I am not going to spend a lot of time discussing the crass behavior of a 17 year old. Boys will be boys and, as Ray Davies crooned, "he married Betty Lou back in 65 / when you had to be butch to survive", being effeminate made you a target of all sorts of ridicule and violence in those days.
Its not the past but the present that Mr Romney's actions ought to be examined. Those of us who came of age during Watergate know it isn't the crime, its the cover-up that gets you and Mr. Romney's "I can't recall" leaves a bitter taste in the mouth of those of us who watched Mr. Ehrlichman say the same thing some 150 times during the hearings. While it seems hard to believe that Mr. Romney wouldn't remember the incident at all it is even worse if he actually did manage to erase it from his mind. What does it say about his character that he could so thoroughly forgot such a sordid action on his part? Mr. Romney had a great opportunity to demonstrate to us his humanity; imagine if he had hung his head and said how ashamed he was for his actions, how sorry he was that he had never attempted to make amends, and that he carries the guilt of that event around forever and uses it to make him strive to be more tolerant of others. The real Romney was what we saw; the blank look and the bland apology, "I don't remember but I am sorry for any hurt that was caused" accepts no responsibility and offers little solace.

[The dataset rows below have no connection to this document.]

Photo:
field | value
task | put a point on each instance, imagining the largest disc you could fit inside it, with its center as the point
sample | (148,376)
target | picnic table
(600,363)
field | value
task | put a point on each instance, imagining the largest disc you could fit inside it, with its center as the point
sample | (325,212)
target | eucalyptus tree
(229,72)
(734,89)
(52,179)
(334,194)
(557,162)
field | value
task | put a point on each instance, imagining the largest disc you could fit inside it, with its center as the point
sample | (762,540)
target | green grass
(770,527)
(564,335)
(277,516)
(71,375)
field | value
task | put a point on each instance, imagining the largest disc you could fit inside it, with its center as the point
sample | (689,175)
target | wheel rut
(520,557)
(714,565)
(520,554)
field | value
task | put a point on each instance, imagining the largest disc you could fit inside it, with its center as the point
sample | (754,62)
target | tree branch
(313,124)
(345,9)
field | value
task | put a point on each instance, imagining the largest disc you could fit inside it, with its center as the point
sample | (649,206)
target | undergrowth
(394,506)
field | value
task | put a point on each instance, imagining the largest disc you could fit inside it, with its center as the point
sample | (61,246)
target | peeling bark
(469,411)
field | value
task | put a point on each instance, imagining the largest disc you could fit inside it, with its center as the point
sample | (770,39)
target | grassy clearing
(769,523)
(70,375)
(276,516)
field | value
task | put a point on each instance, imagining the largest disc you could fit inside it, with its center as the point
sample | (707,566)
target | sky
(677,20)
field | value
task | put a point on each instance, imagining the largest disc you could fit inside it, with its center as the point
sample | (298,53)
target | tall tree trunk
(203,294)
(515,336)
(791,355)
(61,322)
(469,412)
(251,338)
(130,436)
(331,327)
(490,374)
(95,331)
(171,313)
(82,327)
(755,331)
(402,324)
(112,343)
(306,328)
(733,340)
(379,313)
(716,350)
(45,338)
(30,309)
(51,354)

Mr. Nixon had a number of fine qualities; he worked hard and he was smart. What everybody felt he lacked was a moral center, a sense that certain things were right or wrong on the merits of the thing, not how they affected Nixon. Mr. Romney, who also works hard and is smart, does not come off as a paranoid or that he feels persecuted but he behaves as if he is slumming when he deals with other, less well-connected, people. Mr. Nixon resented the owners of the country club, Mr. Romney owns the country club, yet both of them demonstrate in their different ways that the ethos that guide others do not pertain to them.